Who got the most 26th place votes? Browning 6, Brown 5, Dawson 4, Roush 2, Bell 2, Pike 1, Oms 1, Averill 1, Hill 1. Dawson finsished last in the voting not so much be being placed last so often but because a few voters placed either Brown or Browning quite a bit higher. (My own vote had Dawson 23rd, Brown 24th, and Browning 25th. I couldn't see Dawson ahead of Carey, to name one marker.)

Consensus scores ranged from 82 to 91 with a mean of 88. That's so closely packed together that I'm not even going to bother breaking out the individual voters beyond saying that the 82 was Sean Gilman and sunnyday2 was at 83.
   8. Howie Menckel Posted: September 23, 2008 at 01:16 PM (#2951009)
I didn't have Dawson last, either, but Carey at 17 - by a wide margin over 18 - is what amazes me.

Sure, great fielder and baserunner, but mediocre hitter.
   9. John (You Can Call Me Grandma) Murphy Posted: September 23, 2008 at 02:19 PM (#2951075)
I didn't have Dawson last, either, but Carey at 17 - by a wide margin over 18 - is what amazes me.


It amazes me also, Howie.

BTW Joe, if you don't mind, could you do your magic with the results at the top of the page? I would greatly appreciate it.
   10. OCF Posted: September 23, 2008 at 02:27 PM (#2951085)
BTW Joe, if you don't mind, could you do your magic with the results at the top of the page?

When you do that, push Cobb's numbers one notch to the right (12 first place votes) and pull Charleston (14 5th place votes) and Torriente (5 8th place votes) one notch back to the left. I think those are the only misalignments, but check to make sure the table makes sense.
   11. JoeD has the Imperial March Stuck in His Head Posted: September 23, 2008 at 04:21 PM (#2951235)
Should be all set.
   12. sunnyday2 Posted: September 23, 2008 at 10:05 PM (#2951693)
Glad to know my consensus score was low again. I thought this ballot was tough, whereas with all of that agreement many must have found it not so difficult.
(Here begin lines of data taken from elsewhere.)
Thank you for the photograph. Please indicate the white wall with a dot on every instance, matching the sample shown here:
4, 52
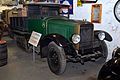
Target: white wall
108, 23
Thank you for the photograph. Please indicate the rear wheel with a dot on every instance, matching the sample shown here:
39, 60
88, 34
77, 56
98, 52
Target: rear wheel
56, 58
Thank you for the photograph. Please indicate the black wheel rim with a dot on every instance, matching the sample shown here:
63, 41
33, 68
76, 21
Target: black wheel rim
53, 60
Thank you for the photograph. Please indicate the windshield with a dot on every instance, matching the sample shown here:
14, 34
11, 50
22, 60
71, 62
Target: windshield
44, 10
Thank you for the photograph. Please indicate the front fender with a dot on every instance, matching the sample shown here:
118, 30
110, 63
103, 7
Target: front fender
60, 41
108, 37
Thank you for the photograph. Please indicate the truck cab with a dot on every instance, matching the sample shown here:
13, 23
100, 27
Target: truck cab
63, 40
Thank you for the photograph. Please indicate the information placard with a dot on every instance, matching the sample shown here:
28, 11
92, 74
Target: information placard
34, 38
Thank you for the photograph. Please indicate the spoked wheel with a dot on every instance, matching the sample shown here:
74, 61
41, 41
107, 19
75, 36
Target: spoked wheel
104, 50
56, 58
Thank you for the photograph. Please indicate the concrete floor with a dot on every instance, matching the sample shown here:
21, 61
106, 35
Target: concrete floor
21, 67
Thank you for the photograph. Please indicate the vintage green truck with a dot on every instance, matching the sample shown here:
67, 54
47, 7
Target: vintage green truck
63, 40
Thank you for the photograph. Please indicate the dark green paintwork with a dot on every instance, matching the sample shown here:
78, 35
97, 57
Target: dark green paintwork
52, 25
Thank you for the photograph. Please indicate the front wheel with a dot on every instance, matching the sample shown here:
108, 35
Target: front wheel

What made it hard (for me) was that like most other positions there were about 15 NB. But whereas at many other positions the 15 NB were supplemented by maybe 5 lesser players, here there were 10. And not only that but many of the 19C and NeL players seemed clustered in that bottom 10. For some reason, we elected a fair number of lesser CF from those two pools, and I wasn't comfortable just tossing them all to the bottom. I wanted a better distribution when, in reality, these 19C and NeL CFers probably do belong on the lower rungs. Anyway, I thought this was a tough ballot.
   13. Paul Wendt Posted: September 25, 2008 at 09:52 PM (#2955244)
The variance for Ashburn's and Carey's ranks is very high. Most of the nine players below them are outside the Hall of Fame or unknown to most fans with only moderate interest in major league baseball history. Granting both points, this is still a strong endorsement of both as Hall of Fame quality players. (I believe that many fanatics or self-proclaimed experts would not endorse them.)
   14. OCF Posted: September 25, 2008 at 10:02 PM (#2955256)
It's not so much that the variance for Ashburn and Carey is high as that the variances for everyone above them are low, and are particularly low for the top 9.